The offering was of master partnership units “in increments of $100,000 of State Tax Credits.” Investors would not have to invest any more capital.
The offering took place in September 2014. Monarch had an option to buy back the investors’ units during a six-month period starting July 1, 2015 for their fair market value.
Monarch warned investors during the offering that two recent federal court decisions in cases involving Virginia tax credits meant that only part of the investment each investor made in the master partnership would be treated as a capital contribution to the partnership and the rest would be treated as a payment for tax credits.
The federal courts concluded that the investments in the Virginia cases were partly payments for tax credits.

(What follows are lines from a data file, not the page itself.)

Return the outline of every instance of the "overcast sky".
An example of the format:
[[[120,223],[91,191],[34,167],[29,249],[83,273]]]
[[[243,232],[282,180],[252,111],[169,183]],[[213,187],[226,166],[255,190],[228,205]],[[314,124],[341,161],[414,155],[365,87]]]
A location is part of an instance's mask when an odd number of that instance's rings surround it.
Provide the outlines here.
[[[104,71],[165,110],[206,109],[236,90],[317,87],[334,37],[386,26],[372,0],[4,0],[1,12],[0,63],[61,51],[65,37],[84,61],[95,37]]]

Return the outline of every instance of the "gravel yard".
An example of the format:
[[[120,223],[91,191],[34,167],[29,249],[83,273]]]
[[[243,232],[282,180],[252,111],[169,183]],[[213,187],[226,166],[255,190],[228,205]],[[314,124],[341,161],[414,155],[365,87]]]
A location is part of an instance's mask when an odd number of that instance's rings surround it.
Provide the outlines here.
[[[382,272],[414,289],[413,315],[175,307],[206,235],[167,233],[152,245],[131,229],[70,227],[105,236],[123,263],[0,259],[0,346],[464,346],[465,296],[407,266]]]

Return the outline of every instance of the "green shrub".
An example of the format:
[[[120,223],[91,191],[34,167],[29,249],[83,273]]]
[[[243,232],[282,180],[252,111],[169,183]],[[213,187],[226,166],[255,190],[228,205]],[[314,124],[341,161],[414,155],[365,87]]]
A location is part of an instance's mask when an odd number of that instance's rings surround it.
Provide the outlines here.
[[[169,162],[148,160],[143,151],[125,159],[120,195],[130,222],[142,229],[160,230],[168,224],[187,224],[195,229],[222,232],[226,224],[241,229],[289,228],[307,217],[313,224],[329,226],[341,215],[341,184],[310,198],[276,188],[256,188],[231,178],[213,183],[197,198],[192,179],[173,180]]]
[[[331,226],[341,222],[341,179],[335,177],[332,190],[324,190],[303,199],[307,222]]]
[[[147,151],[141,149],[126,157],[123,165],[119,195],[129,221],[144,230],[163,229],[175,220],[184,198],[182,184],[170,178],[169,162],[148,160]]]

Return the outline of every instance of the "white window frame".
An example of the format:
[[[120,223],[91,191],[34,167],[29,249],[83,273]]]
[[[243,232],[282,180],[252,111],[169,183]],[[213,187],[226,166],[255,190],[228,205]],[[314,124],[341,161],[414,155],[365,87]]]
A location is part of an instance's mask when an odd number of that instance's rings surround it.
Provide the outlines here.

They said such payments had to be reported by the partnership promoter for federal income tax purposes as gain from the sale of tax credits rather than as tax-free capital contributions to the partnership. Each investor had to report income equal to the full tax credits less the amount paid for them when the credits were used to offset state income taxes, in the same manner as if the investors had bought property and then converted it to cash and spent the cash. However, the investors could then deduct the state income taxes considered paid in this manner. (For more details, see “A tax credit transaction” in the June 2011 NewsWire and “Tax equity deal struck down” in the February 2016 NewsWire.)
Most states use federal taxable income as a starting point for their own calculations.
The North Carolina Department of Revenue cited the Virginia tax credit cases in 2018 as grounds for denying tax credits to investors in North Carolina partnerships.
In late August, it called attention to the administrative law judge’s decision in a filing in the Monarch court case. The pending court case is Monarch Tax Credits, LLC v. North Carolina Department of Revenue.